Gran crisis energética
La guerra de declaraciones no tardó en sembrar el pánico en los mercados. El repunte de las tensiones hizo saltar los precios del petróleo: el Brent superó brevemente el jueves los 126 dólares por barril, un nivel sin precedentes desde 2022, durante la invasión de Ucrania por parte de Rusia.
De hecho, las repercusiones del bloqueo de Ormuz se hacen sentir cada día un poco más en la economía mundial, entre escasez galopante, repuntes de inflación y revisiones a la baja del crecimiento.
«El mundo se enfrenta a la crisis energética más grave de su historia», estimó el jefe de la Agencia Internacional de la Energía, Fatih Birol.
El secretario general de la ONU, António Guterres, también se alarmó por el «estrangulamiento» de la economía mundial a causa de la parálisis del estrecho. Y el Banco Central Europeo alertó sobre la «intensificación» de los riesgos para la inflación y el crecimiento en la zona del euro.
Conversaciones libanés-israelíes «dentro de dos semanas»
En el frente libanés, 15 personas murieron en ataques israelíes en el sur del país, mientras que el presidente Joseph Aoun condenó las «violaciones persistentes» por parte de Israel de la tregua que entró en vigor el 17 de abril.
«Las violaciones israelíes persisten en el sur a pesar del alto el fuego, al igual que la demolición y el arrasamiento de casas y lugares de culto, mientras el número de víctimas aumenta día a día», denunció el presidente Aoun.
A nivel político, la brecha sigue ensanchándose entre el presidente Aoun, decidido a llevar a cabo negociaciones directas con Israel, y Hezbolá, que se opone a ello y hace campaña en su contra.

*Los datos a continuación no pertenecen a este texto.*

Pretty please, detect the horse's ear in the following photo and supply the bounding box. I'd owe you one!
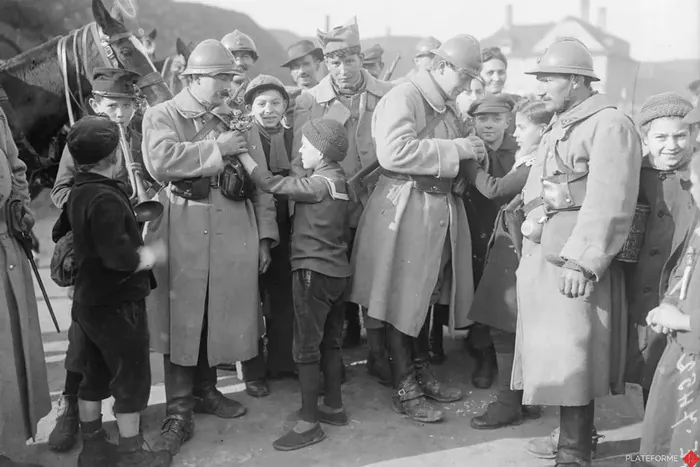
[175,37,187,57]
[92,0,126,36]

El presidente Trump anunció durante una conferencia de prensa, el jueves, la reanudación de las conversaciones entre libaneses e israelíes, en Washington «dentro de dos semanas», mientras que en Beirut, la embajada estadounidense subrayó en su cuenta X que el Líbano se encuentra hoy «en un punto de inflexión histórico».
Según la cancillería, el próximo diálogo representa para el país «una oportunidad histórica, que permitirá a su pueblo tomar las riendas y construir una nación soberana e independiente».

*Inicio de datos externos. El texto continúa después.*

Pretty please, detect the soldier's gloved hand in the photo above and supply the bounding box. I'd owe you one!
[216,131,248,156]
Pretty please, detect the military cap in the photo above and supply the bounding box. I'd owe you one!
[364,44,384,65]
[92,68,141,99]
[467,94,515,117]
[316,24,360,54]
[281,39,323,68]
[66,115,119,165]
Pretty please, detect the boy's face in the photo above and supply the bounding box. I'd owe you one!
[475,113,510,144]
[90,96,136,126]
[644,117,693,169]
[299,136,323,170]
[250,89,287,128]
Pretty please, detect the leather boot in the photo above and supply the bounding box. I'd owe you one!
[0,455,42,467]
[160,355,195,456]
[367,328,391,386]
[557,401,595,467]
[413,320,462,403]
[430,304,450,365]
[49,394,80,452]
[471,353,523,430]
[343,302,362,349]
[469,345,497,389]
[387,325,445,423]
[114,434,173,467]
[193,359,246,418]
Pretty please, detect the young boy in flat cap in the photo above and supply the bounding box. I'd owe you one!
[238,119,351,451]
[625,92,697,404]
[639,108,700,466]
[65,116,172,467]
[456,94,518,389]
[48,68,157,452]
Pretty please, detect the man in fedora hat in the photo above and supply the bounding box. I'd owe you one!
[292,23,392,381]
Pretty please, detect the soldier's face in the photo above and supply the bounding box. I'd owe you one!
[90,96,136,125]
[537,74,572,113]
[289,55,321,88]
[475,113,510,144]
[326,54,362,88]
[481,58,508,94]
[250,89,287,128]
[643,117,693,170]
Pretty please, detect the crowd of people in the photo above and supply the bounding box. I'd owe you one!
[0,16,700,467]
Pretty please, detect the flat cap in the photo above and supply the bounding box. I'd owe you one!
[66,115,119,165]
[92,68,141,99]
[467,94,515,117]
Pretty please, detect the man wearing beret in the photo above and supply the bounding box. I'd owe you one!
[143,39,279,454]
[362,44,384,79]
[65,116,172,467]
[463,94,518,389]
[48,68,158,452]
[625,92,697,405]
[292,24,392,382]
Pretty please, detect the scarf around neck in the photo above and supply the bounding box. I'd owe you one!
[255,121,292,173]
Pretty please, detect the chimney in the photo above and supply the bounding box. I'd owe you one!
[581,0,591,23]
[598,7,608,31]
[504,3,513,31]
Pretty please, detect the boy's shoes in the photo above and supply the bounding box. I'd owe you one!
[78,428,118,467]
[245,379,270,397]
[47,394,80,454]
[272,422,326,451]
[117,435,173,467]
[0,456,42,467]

Para la embajada estadounidense, son las negociaciones directas las que permitirán al Líbano tener «sólidas garantías para el restablecimiento de la soberanía nacional, la preservación de su integridad territorial y la seguridad de sus fronteras».
También pueden «garantizar apoyo humanitario y para la reconstrucción».
Afirmando que Washington está dispuesto a apoyar al Líbano en esta tarea, la embajada anima al país a «ser el único dueño de su propio destino».